Underfloor Heating

Can you imagine anything nicer than stepping out of a shower onto a lovely warm floor?


Many people prefer wood floors or even carpet in the bathroom to avoid having to put their tootsies on to cold ceramic tiles. However, both of these have disadvantages. Badly sealed wooden floors can warp with all that water, and carpet can go moldy or rot, whereas tiles are very practical and easy to keep clean. But, they are too often too cold to stand on unless you have the heat in the bathroom turned up high, and in these economical times who wants to do that? It is not only wasteful, but can be expensive to.  So why not have underfloor heating instead and keep your bathroom really cozy?

Isn't It Dangerous?

Underfloor heating is perfect for bathrooms, showers and wet rooms as long as you make sure that it is installed properly. You may prefer to have it installed professionally, rather than do it yourself unless you are a skilled handyperson. As electricity and water don't mix, this is one area where trying to save money may prove fatal. There are systems that are easy to install for the experienced Do It Yourself enthusiast, but if you have any doubts at all as to your abilities, don't try to do it yourself. Call in the experts.

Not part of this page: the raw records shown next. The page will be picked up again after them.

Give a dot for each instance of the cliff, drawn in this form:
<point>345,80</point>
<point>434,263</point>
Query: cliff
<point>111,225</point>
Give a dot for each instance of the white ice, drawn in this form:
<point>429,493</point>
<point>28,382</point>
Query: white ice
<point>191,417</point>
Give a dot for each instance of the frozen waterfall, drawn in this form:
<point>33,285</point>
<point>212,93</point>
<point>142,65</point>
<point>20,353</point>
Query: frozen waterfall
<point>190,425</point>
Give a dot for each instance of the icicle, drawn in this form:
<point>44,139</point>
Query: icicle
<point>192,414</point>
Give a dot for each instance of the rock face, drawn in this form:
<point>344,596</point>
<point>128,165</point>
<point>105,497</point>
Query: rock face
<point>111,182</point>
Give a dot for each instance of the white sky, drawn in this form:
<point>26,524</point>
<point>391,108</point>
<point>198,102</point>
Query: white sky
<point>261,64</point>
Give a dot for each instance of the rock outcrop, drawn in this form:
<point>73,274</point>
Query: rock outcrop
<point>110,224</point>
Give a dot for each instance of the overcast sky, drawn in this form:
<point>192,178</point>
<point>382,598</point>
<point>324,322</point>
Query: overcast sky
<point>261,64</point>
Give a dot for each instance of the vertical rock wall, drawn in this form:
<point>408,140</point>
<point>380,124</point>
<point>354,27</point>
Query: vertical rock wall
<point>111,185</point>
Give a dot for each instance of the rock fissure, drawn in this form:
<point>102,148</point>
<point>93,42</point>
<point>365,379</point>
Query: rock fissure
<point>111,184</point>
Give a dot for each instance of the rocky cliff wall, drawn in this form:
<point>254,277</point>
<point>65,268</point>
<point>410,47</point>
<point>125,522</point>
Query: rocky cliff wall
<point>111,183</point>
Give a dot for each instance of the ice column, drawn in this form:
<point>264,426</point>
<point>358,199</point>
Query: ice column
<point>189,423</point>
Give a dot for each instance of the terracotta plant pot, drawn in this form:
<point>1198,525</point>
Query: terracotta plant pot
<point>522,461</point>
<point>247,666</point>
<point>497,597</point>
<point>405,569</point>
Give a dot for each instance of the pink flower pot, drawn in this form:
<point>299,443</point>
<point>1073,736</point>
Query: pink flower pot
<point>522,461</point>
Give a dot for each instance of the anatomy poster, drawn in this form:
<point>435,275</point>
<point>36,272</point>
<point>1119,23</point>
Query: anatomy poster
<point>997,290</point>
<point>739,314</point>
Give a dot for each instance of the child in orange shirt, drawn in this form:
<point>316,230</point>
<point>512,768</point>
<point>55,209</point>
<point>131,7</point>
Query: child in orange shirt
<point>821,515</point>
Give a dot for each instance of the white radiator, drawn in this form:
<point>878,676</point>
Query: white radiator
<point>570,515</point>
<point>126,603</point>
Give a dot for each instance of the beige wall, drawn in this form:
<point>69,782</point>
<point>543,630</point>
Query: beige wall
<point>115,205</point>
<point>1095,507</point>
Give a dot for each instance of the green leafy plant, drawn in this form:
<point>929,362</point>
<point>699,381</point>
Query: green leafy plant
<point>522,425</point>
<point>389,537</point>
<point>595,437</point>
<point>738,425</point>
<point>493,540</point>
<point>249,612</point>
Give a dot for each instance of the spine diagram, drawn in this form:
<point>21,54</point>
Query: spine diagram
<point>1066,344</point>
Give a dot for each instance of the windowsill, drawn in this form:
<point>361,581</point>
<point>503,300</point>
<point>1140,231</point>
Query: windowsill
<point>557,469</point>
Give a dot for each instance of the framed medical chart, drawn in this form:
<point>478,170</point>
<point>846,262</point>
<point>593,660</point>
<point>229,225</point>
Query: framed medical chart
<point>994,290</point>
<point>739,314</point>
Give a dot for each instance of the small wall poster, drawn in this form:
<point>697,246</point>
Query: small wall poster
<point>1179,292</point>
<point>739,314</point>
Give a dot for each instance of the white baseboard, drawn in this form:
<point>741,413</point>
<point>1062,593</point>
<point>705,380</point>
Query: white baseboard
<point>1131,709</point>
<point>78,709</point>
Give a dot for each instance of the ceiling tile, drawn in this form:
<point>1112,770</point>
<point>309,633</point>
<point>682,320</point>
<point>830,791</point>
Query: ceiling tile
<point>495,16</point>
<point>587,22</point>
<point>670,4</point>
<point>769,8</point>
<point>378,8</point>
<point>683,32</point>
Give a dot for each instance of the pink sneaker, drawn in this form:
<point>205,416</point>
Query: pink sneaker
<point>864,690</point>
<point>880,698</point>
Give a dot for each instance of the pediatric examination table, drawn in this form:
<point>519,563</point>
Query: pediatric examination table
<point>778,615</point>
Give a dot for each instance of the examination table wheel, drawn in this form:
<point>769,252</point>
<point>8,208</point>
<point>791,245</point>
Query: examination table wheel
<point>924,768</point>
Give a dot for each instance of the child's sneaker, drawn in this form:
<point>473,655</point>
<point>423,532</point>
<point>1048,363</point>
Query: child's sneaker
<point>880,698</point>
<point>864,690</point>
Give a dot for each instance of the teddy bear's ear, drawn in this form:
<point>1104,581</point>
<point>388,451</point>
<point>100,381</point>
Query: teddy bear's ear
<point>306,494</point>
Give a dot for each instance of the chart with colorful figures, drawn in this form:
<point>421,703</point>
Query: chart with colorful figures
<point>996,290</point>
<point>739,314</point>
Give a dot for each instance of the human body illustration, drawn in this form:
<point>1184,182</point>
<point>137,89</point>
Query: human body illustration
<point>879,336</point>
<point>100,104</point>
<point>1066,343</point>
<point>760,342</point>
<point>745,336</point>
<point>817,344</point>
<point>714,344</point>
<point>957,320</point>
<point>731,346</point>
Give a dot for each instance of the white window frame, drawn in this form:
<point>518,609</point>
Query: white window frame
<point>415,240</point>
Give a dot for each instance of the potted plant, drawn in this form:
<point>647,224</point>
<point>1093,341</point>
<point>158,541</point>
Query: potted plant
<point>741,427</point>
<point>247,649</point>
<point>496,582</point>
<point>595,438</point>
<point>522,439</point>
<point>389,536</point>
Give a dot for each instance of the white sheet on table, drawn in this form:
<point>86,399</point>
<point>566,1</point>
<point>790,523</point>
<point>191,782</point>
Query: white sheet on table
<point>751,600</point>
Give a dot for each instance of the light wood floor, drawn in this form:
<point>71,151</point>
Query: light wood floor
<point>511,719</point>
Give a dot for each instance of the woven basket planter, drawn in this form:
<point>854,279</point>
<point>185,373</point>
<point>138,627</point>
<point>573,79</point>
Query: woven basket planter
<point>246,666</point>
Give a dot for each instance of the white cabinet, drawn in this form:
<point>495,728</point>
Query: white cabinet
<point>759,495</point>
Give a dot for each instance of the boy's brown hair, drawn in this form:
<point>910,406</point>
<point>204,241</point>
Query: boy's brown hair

People often put radiators under windows which can allow all that lovely, expensive heat to escape outside. However, as heat naturally rises it makes sense to have a heating system at floor level or under the floor instead of using wall radiators. Once an underfloor system is installed, costs are lower too, because the temperature control can be set about 4F (2C) lower than when you use radiators. This is because the surfaces are heated rather than the air, making the temperature in the whole room more comfortable, not to mention having a cozy floor to stand on as you get out of the shower!

Electric Systems

If you are remodeling your bathroom or shower it's a great time to retrofit with underfloor heating using a electric mat system. This is fixed to the subfloor, and then a thick layer of tile adhesive laid over it so that you can put the floor tiles on as normal. You can buy 20sq ft of mat plus the thermostat for around $320 or less, and it costs under 2c an hour to run. And if you also install the recommended amount of insulation, you can reduce the running costs even further! You can buy loose cable systems but these can be trickier to install for the amateur. If you prefer to have a wooden floor instead of tiles there are special carbon film systems that are more suitable for wood.

Water Systems

If you are putting in a central heating system in a new house consider using an underfloor water based system to heat your whole home, not just the bathroom. It should only take about a third of the time of conventional systems to install, reducing labor costs, and the prices of the materials are similar. The running costs are about 25% cheaper overall so it can really pay in the long run. If you are looking at retrofitting a water based underfloor central heating system you probably need to call in the experts as it is a bit more complicated than a regular DIY job.